SCRANTON, Pa. — At the height of the pandemic in the fall of 2020, Dr. Sean Devine of Scranton was treating COVID-19 patients in the ICU.
The pulmonologist with Geisinger Health System found himself coming down with COVID. His condition took a turn for the worse.
"I decided to call my wife and say 'I need to go to the hospital.' I did not think I was going survive, knowing what COVID-19 was doing to people," said Dr. Devine, division chief of pulmonary medicine at Geisinger.
Dr. Devine was in a coma and placed on a ventilator. One month later, he was flown from Pennsylvania to the University of Florida—one of two places in the country able to do lung transplants for COVID patients.
"When I got there, I was not able to communicate, I was not able to move. After intensive rehab while on ECMO, I was able to be strong enough to qualify for a lung transplant," said Dr. Devine.
On February 9, 2021, Dr. Devine was given the gift of life with two new lungs. The surgery took ten hours.
April is national donate life month.
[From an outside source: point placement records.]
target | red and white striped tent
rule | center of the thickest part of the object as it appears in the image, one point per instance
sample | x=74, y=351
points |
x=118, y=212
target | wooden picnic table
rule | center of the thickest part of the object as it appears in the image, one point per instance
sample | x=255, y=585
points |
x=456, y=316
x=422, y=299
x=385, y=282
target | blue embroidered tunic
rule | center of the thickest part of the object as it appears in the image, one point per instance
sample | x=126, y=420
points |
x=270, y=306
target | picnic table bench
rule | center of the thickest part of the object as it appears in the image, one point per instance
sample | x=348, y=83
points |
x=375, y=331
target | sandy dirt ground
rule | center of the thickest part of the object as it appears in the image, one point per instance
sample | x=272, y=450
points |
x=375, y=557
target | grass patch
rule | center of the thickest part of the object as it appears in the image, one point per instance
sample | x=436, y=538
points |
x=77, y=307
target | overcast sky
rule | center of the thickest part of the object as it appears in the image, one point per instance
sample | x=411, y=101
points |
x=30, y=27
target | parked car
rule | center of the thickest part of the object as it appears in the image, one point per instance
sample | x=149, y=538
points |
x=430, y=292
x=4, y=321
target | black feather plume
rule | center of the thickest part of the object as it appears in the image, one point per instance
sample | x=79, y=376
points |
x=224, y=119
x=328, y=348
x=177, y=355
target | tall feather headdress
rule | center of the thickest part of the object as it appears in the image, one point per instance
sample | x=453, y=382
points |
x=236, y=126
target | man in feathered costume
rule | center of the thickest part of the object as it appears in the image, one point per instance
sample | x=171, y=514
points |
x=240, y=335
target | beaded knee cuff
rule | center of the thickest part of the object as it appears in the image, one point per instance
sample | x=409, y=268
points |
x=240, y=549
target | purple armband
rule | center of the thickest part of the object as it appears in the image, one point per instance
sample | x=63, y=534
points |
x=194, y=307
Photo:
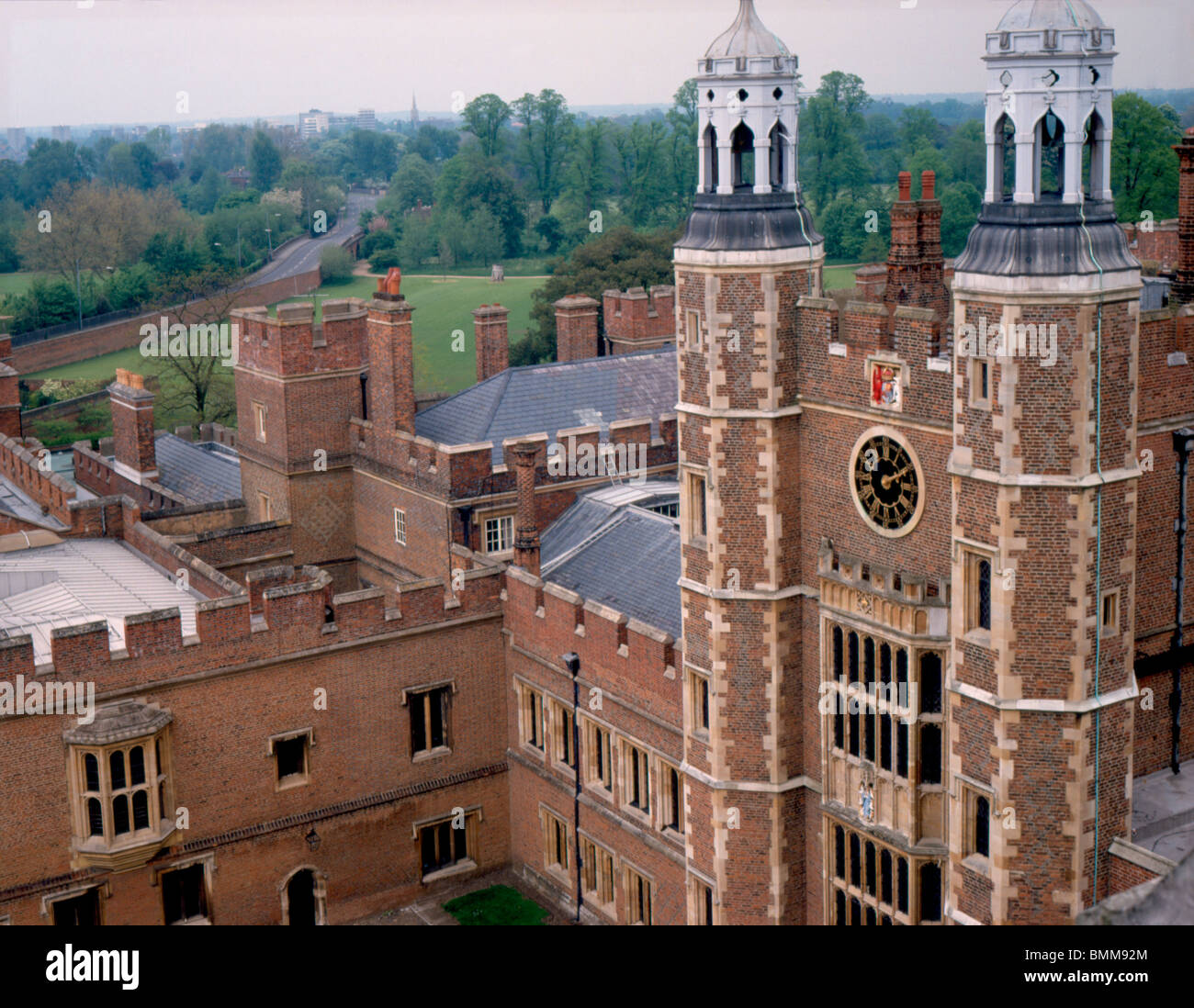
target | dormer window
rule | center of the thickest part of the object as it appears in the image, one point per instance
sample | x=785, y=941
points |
x=119, y=786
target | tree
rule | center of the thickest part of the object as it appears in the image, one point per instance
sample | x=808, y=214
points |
x=199, y=386
x=959, y=214
x=1144, y=171
x=51, y=162
x=545, y=140
x=621, y=258
x=264, y=162
x=414, y=182
x=485, y=117
x=335, y=265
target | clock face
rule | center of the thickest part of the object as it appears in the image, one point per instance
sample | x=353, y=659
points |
x=886, y=485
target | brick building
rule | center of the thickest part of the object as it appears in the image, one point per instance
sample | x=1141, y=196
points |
x=864, y=614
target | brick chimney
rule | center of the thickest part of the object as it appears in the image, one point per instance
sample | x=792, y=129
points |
x=132, y=442
x=524, y=457
x=490, y=322
x=389, y=343
x=1182, y=290
x=576, y=328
According to Rick Hasz, the president and CEO of the Gift of Life Donor Program, the list of people in need of an organ transplant grows every day.
"Transplantation is really the only modality for patients who have end-stage organ failure. Without it, patients will die," said Hasz.
Across the nation, nearly 100,000 people are awaiting an organ transplant. Hasz says 5,000 of those people are from our region.
"The great limiting step right now in transplantation is the availability of organs, and that really depends on a family at their worst possible time saying yes to donation," said Hasz.
Even though Dr. Devine doesn't know who his donor was, he returned to work, forever grateful, his donor's family said yes.
"It makes you realize life is tenacious, and I am grateful for the opportunity to have a second chance at life," said Dr. Devine.